Explain why Diag(M) — rather than a set of axioms describing M's properties — is the right tool for finding structures that 'contain' M in the embedding sense.
Think about your answer, then reveal below.
Model answer: Axioms describing M's properties are general: they say what kind of structure M is (e.g., 'a group', 'a field'), but they are satisfied by many structures that have nothing to do with M specifically. A model of the axioms for groups need not contain M as a subgroup — it just needs to be some group. Diag(M) is specific to M: it names every element of M explicitly with constants and records every atomic fact about those named elements. Any structure satisfying Diag(M) must contain interpretations for all those constants satisfying all those atomic facts, which forces it to contain an isomorphic copy of M. The diagram technique turns 'M embeds into N' from a semantic relationship that must be verified by finding an embedding into a syntactic condition — N models a particular theory — that can be manipulated with compactness and other logical tools.

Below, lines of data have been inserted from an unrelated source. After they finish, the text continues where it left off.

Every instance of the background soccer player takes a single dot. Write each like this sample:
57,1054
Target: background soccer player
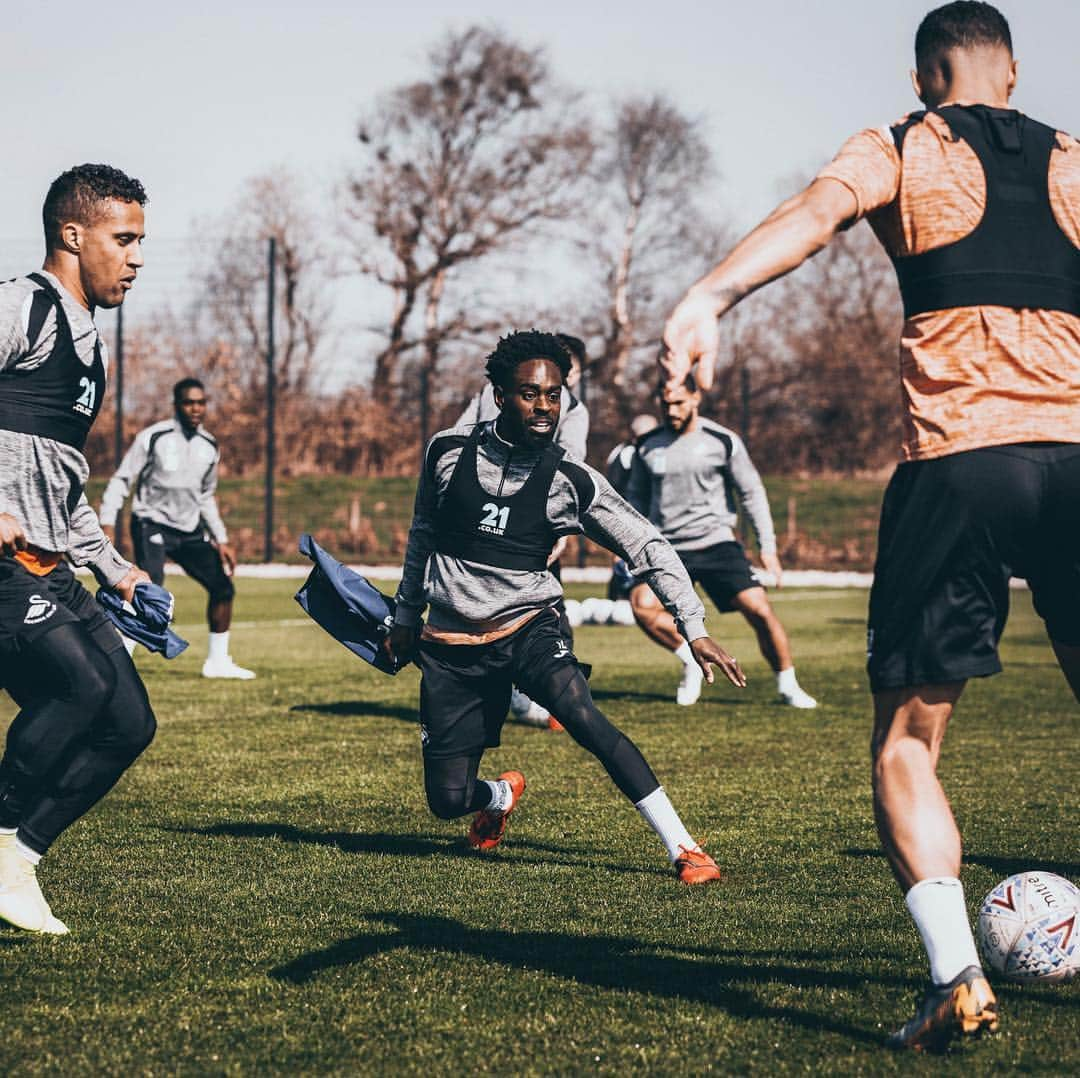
173,467
977,206
84,715
685,476
491,501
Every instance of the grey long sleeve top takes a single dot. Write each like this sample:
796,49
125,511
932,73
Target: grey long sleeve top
687,485
470,598
42,480
174,476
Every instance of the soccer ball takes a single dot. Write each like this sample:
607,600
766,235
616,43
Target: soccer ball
1029,928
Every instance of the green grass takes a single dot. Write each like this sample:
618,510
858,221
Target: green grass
265,892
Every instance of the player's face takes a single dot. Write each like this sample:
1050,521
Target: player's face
191,407
679,407
110,253
529,407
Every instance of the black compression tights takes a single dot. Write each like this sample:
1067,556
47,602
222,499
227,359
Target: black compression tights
84,718
450,784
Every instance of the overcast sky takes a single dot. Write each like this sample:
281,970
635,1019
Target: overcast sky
194,97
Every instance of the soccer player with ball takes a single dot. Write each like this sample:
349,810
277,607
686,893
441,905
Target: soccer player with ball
493,500
979,207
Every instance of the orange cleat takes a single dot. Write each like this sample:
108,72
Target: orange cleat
697,866
487,829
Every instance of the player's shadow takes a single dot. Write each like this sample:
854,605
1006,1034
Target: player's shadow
418,846
361,708
724,980
1002,865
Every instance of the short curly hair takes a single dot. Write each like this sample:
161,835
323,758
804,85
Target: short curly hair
517,348
80,193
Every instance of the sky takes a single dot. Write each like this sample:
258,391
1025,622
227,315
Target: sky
196,97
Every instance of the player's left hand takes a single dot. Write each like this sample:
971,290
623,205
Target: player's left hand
125,588
707,651
691,337
771,562
228,557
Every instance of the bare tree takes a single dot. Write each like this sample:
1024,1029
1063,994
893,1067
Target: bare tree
457,166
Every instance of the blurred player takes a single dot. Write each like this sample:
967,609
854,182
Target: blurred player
571,434
491,501
977,206
173,467
685,476
83,712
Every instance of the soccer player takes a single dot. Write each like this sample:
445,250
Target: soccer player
977,206
491,501
571,433
84,715
685,476
173,467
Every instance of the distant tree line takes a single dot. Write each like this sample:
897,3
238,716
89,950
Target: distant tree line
487,196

This syntactic handle on embeddings is what makes the diagram construction so useful in model theory. The upward Löwenheim-Skolem theorem, for example, is proved by adding Diag(M) to a theory with witnesses for new elements and applying compactness: any finite subset of the combined theory has a model, so the whole theory has a model, and that model is an extension of M. The diagram turns a construction problem (build a larger structure containing M) into a consistency problem (does this theory have a model?), which is solved by compactness.